A escada surgiu do nada enquanto eu e Caio andávamos pela floresta proibida. Havíamos sido advertidos a não adentrá-la à noite, porém, durante o dia não víamos problema. Estávamos entediados. Marcamos os troncos grossos com cal molhado. Se não voltássemos à hora combinada, a mãe ficaria uma fera conosco. Enquanto perambulávamos por entre as árvores, Caio mantinha-se calado. Sei o que continha seus pensamentos. Os meus também não eram diferentes dos dele.

Acabáramos de nos mudar após o divórcio de meus pais. O velho dera no pé, incapaz de conviver conosco. Encontrara o caminho mais fácil quando a falta de grana começou a incomodar. Era mais fácil viver só do que sustentar quatro pessoas em uma mesma casa. De repente foi melhor assim. Eu e meu irmão já não aguentávamos mais tanta briga entre eles. Sempre fora meio ausente mesmo. A mãe é que se matava lavando e passando roupa para fora para, pelo menos, termos um bife no prato uma vez por semana.

Estava com quatorze anos e meu irmão mais velho com dezesseis, quando tudo aconteceu. Até hoje sonho com o maldito lugar embora, durante o dia, quando a lembrança começa a se infiltrar de mansinho em minha mente, tranco-a nas gavetas da memória a sete chaves. Entretanto, volta e meia, sem bem como eu saiba, elas se abrem e então revivo todo o terror daquele dia.

Chegamos naquele vilarejo à tardinha. A casa era velha e pequena, porém um lugar onde a mãe podia continuar a se matar no tanque enquanto eu e o Caio já tínhamos acertado trabalho no campo, na colheita de laranja na fazenda Munhoz. Não havia muito que se fazer ali. Uma igreja pequena e branca, com uma torre e um sino, enfeitava a pequena praça, onde de vez em quanto aparecia um padre para oficiar as missas dominicais, cujo fazendeiro ia buscar na cidade mais próxima.

Um bar que também servia um prato feito nos finais de semana, a mercearia do seu João, e árvores. Muitas árvores nas cercanias. O vilarejo ficava em uma espécie de clareira dentro da mata atlântica, que também circundava a fazenda Munhoz. Mas o cansaço era tanto que, ir para o centrinho miúdo só mesmo em dia santo.

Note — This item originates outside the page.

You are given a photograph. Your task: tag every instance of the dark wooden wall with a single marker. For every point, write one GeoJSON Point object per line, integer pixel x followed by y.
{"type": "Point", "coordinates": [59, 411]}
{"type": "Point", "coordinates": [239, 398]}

E quando o Caio e eu íamos nos distrair ali, era para jogar um truco na venda do seu Giuseppe e tomar um refrigerante gelado. Entretanto, o povo não era lá muito de falar. Pareciam sofridos e tementes, pois ninguém costumava deixar o lugarejo ao cair da noite. A primeira coisa que falaram para a mãe, assim que entramos na casinha velha, era para fechar bem as portas e janelas assim que o sol deitasse no horizonte e não sair por nada.

Eu e Caio ríamos daquilo até que começamos a perceber o silêncio anormal que nos abraçava no breu da noite. Nem mesmo um latido de cachorro se ouvia. Em uma dessas jogatinas de domingo, ouvi, fingindo não ouvir, que alguém havia se perdido na floresta. Perguntei para os colegas de mesa sobre a mata densa e recebi um olhar assustado e um comentário categórico do véio Nofre, que grudou os olhos em mim, esquecendo que mostrava o valete de paus para todos:

O cê num se imenda a ir pra aqueles lado. Aquilo é muito grande i quem entra não sai. Intendeu?

Anui, olhando para o Caio, já sabendo que dificilmente ele atenderia o aviso do véio. Garoto revoltado que estava, não escutava ninguém. Ele maldisse o pai quando nos abandonou. O ódio o dominou. Conversei muito com ele, mas só pensava em juntar um dinheiro e sumir dali.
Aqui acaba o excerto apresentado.